The Time Has Arrived

The Basque separatist group ETA – which waged one of the longest terrorist campaigns in Europe and killed more than 800 people in Spain – has finally disbanded.

ETA announced it was disbanding in a letter published on Wednesday, the New York Times reported. Dated April 16, the letter said, “ETA has completely dissolved all its structures and has terminated its political initiative.”

Founded in 1959, ETA began as a left-wing, student-led independence movement during the dictatorship of Gen. Francisco Franco. But in the post-European Union era, its popularity has waned and its ranks have been decimated by arrests.

ETA last killed someone on Spanish soil in 2009. Its last victim anywhere was a French policeman shot during an attempted car theft near Paris in 2010. Now, however, Spain faces a new separatist threat – albeit so far a nonviolent one – from Catalonia.

The government didn’t offer any concessions to end the Basque rebellion, noted interior minister Juan Ignacio Zoido, saying ETA “didn’t get anything for stopping to kill and will not get anything for declaring its disappearance.”

LIBYA

Attacking Democracy

Suicide bombers linked to Islamic State on Wednesday hit the headquarters of Libya’s elections commission in an effort to disrupt polls slated to push the troubled country toward stability.

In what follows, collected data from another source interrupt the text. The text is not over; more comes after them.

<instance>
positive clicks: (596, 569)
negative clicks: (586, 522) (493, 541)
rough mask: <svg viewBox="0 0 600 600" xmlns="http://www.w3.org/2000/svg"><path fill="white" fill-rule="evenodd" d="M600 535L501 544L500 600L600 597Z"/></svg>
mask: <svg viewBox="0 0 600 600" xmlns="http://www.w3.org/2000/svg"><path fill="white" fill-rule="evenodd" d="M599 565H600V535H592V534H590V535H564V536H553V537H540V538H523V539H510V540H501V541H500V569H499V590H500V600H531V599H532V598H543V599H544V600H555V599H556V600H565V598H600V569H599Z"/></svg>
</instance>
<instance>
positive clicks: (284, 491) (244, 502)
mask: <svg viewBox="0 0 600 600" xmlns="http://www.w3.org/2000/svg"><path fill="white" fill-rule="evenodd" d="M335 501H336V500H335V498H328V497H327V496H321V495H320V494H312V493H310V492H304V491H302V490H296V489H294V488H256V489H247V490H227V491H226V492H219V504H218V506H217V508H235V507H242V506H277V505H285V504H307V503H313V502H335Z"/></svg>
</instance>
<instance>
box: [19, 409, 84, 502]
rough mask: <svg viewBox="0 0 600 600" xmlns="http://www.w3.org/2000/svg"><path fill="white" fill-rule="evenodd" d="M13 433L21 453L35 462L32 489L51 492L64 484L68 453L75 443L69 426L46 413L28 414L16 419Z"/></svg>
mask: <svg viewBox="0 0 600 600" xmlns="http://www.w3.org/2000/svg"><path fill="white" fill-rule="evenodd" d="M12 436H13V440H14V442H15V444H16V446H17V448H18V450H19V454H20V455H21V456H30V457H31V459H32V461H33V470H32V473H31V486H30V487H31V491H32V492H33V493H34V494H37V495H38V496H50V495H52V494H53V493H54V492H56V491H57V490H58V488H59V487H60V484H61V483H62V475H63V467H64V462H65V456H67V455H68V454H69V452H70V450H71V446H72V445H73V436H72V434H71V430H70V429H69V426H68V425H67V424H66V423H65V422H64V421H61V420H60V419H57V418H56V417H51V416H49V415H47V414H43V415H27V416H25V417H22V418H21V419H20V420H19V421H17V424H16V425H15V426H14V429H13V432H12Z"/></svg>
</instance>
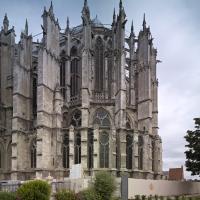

At least 14 people were killed in the attack, Bloomberg reported.

A spokesman for the election commission said the attackers first targeted the security forces guarding the building. Then one guarded the entrance as another “roamed through offices showering people with bullets.” The attackers blew themselves up when police reinforcements arrived, he said.

“This terrorist attack against a key pillar of Libya’s fragile democracy only deepens the United States commitment to support all Libyans as they prepare for credible and secure elections,” the US State Department said in a statement, after Islamic State claimed responsibility for the incident.

The terror group is making a comeback in Libya, even as the United Nations struggles to help other opposing factions lay the groundwork for a new constitution and elections, the agency said. The UN is pushing for votes on both to be held by the end of the year.

DISCOVERIES

Yes, We Have Chemistry

According to the results of a recent study, best friends’ similarities may extend past the realm of common interests to brain chemistry, the New York Times recently reported.

Test cases have shown time and again that the best of friends more often than not share similar views on race, religion, class, education and politics.

But when scientists at Dartmouth showed a group of 42 graduates a string of short videos after mapping out their relationships with one another, they found a strong correlation between cognitive responses to the videos and participants’ reported degree of friendship – even after controlling for factors such as ethnicity, religion or family income.

As participants watched clips ranging from a gay Jewish couple getting married to a sappy music video, scientists tracked blood flow to the brain, a measure of neural activity.

The correlation between established friendships and cognitive responses was so strong that neuroscientists were often able to predict participants’ established friendships from the scans alone, allowing them to program an algorithm to do the same.

That means that by running the experiment in reverse – scanning neural responses first – computers may be able to predict potential friendly or romantic matches from brain chemistry alone.